The United States Department of Justice seized and returned approximately $500,000 in crypto and fiat from a hacking organization linked to the North Korean government. This included two payments made by U.S. healthcare providers.
On Tuesday, the Justice Department announced that it would be closing its offices. said In collaboration with the FBI, it investigated a $100,000 ransomware (BTC) payment to a Kansas hospital for a North Korean hacking group to regain their systems. It also investigated a $120,000 BTC transfer from a Colorado doctor to one of the wallets associated to the aforementioned attack. The FBI filed a seizure order for the funds of the ransom attacks and other money laundered through China in May. The Justice Department reported that the total amount was approximately $500,000
“These sophisticated criminals are constantly pushing boundaries to search for ways to extort money from victims by forcing them to pay ramsons in order to regain control of their computer and record systems,” said Duston Slinkar, U.S. Attorney for the District of Kansas. “What these hackers don’t count on is the tenacity of the U.S. Justice Department in recovering and returning these funds to the rightful owners.”
U.S. Deputy attorney General Lisa Monaco said in a speech for the International Conference on Cyber Security on Tuesday that authorities relied on victims from the private sector to report ransomware attacks and others “as soon as those crimes occur”:
“If you report that attack, if you report the ransom demand and payment, if you work with the FBI, we can take action; we can follow the money and get it back; we can help prevent the next attack, the next victim; and we can hold cybercriminals accountable. Those companies that work with us will see that we stand with them in the aftermath of an incident.”
— Justice Department (@TheJusticeDept) July 19, 2022
Monaco claims that the FBI and Justice Department tracked ransom payments through blockchains in the same manner they found and seized over $2 million worth of crypto after an attack on the Colonial Pipeline System in 2021. The Office of the Attorney General late announced the formation of a National Cryptocurrency Enforcement Team under the Justice Department, and a Virtual Asset Exploitation Unit under the FBI. Both teams were aimed at addressing cybercrimes used for “digital extortion” of funds, including crypto.
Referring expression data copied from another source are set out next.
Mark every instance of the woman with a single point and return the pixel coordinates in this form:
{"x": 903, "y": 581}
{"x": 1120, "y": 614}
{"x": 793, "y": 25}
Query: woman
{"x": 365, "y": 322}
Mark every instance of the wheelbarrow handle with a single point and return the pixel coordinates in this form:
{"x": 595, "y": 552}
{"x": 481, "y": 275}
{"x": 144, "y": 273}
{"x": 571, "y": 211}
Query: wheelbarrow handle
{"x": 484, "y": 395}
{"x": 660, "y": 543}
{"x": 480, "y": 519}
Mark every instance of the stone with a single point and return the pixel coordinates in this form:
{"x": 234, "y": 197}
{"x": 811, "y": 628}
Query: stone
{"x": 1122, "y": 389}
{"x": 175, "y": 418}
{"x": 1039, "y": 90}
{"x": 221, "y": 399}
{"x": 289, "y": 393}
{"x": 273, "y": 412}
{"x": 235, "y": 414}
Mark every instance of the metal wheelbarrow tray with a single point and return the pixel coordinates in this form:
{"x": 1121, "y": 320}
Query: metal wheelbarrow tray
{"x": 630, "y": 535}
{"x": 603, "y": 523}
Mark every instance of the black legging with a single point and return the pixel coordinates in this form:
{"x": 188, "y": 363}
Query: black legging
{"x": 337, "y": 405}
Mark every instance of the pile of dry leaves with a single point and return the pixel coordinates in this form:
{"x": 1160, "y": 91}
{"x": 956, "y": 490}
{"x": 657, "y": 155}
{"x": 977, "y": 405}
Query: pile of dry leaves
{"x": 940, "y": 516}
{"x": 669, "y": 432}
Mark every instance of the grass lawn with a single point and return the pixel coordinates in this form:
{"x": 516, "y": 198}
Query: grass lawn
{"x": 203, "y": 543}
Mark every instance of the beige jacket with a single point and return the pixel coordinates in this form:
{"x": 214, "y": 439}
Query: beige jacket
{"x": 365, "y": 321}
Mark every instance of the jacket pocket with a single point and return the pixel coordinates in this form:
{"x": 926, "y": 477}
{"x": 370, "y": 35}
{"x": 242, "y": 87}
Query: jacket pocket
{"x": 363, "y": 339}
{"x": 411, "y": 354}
Related: US Federal Judge approves Justice Dept Criminal Complaint on Crypto To Evade Sanctions
Reports claim that hackers connected to Russia and North Korea are responsible for major ransomware and cyberattacks in the United States and around the world. In April, the Treasury Department’s Office of Foreign Assets Control named North Korean cyber-criminal Lazarus Group as the entity behind a March 2022 hack of Ronin Bridge, in which more than $600 million in crypto assets were removed.